Gulf Coast Solidarity with the People's Climate March
As over 300,000 people took to the streets of New York City for the People's Climate March last Sunday, events across the Gulf Coast brought people together closer to home, in solidarity and support. In New Orleans, the People’s Climate Festival assembled in Congo Square for a day of art-making, music, networking, and connection among people and organizations concerned about the climate crisis. The festival mingled with the Congo Square Preservation Society's weekly drum circle, and a contingent marched on Jackson Square, chanting "the seas are rising and so are we!"
The Gulf Coast presence was felt in New York too, where college students, including a busload from Historically Black Colleges and Universities (HBCUs), activists, and residents of environmental justice communities across the region joined in. (Check out Cherri Foytlin's reflections on the experience).
In a press release timed with their participation in the People's Climate March, environmental justice luminaries Dr. Robert Bullard, Dr. Beverly Wright, and attorney Monique Harden called for a southern initiative on the climate crisis, noting that the climate deniers from Southern states in Congress don't represent the people of the region, who are particularly vulnerable to the impacts of climate change. “The painful experiences of Hurricane Katrina compel us to change our thinking that a climate treaty will save the day,” said Dr.

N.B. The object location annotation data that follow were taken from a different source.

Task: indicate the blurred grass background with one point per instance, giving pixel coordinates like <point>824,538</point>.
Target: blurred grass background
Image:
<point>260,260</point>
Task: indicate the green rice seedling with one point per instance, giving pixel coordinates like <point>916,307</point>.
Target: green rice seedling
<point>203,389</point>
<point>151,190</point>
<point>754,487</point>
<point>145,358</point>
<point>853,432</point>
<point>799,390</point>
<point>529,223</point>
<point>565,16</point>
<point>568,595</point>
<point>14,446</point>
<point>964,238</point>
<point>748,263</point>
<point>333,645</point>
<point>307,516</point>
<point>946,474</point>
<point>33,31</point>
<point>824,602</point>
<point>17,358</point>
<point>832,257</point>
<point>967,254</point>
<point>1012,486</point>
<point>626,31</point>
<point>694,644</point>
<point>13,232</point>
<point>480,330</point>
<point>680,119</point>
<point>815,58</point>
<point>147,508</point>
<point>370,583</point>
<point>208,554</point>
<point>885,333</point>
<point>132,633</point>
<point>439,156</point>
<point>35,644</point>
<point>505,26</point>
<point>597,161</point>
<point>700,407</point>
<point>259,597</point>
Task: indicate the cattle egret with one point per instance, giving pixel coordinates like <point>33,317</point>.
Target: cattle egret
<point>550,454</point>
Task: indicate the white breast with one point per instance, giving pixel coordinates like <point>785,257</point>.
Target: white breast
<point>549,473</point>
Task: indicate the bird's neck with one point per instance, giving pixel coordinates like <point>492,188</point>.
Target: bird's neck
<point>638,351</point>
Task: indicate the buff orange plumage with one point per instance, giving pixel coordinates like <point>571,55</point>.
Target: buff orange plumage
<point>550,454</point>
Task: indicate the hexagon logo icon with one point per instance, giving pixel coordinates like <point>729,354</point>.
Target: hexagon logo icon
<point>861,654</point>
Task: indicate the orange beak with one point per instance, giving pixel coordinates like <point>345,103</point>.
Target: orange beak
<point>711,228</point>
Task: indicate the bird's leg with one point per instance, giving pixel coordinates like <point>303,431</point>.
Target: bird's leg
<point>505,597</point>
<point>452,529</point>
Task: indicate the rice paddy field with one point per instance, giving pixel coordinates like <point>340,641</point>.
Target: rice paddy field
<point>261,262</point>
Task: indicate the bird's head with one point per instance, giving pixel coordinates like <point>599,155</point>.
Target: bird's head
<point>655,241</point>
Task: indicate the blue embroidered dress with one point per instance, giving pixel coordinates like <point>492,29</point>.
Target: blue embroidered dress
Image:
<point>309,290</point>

Beverly Wright, Executive Director of the Deep South Center for Environmental Justice at Dillard University. “We need a southern initiative on climate change that supports the people who are most vulnerable to hurricanes, droughts, heat waves, and tornadoes and most likely to suffer from racial, social, and economic inequities which set back our ability to be climate resilient.”
Monique Harden, who co-directs Advocates for Environmental Human Rights in New Orleans, said, “The People’s Climate March and Summit are about our human rights and how we want to live free from the control that the oil, gas, and coal industries currently have over our laws and economy. This is a critical time as our coastal cities in the South are projected to be under water if we don’t take control.”
Bryan Parras with Texas Environmental Justice Advocacy Services (t.e.j.a.s.) in Houston (and a Bridge The Gulf advisor) noted that "Texas tops the list in annual CO2 emissions in the nation," and his colleague Yudith Nieto added, "Texas may lead the nation in carbon emissions, but t.e.j.a.s. will lead the march with other frontline communities to bring attention to those first and most impacted."
The New Orleans festival was presented by the Gulf Coast Center on Law & Policy, and co-sponsored by Gulf Future Coalition, 350.org Louisiana, Louisiana Bucket Brigade, GreenARMY, United Houma Nation, Women's Health and Justice Initiative, Bridge The Gulf, Gulf Coast Fund, Lifeline, and Climate Relief Fund. These groups also contributed to sending a busload of Gulf residents to the People's Climate March.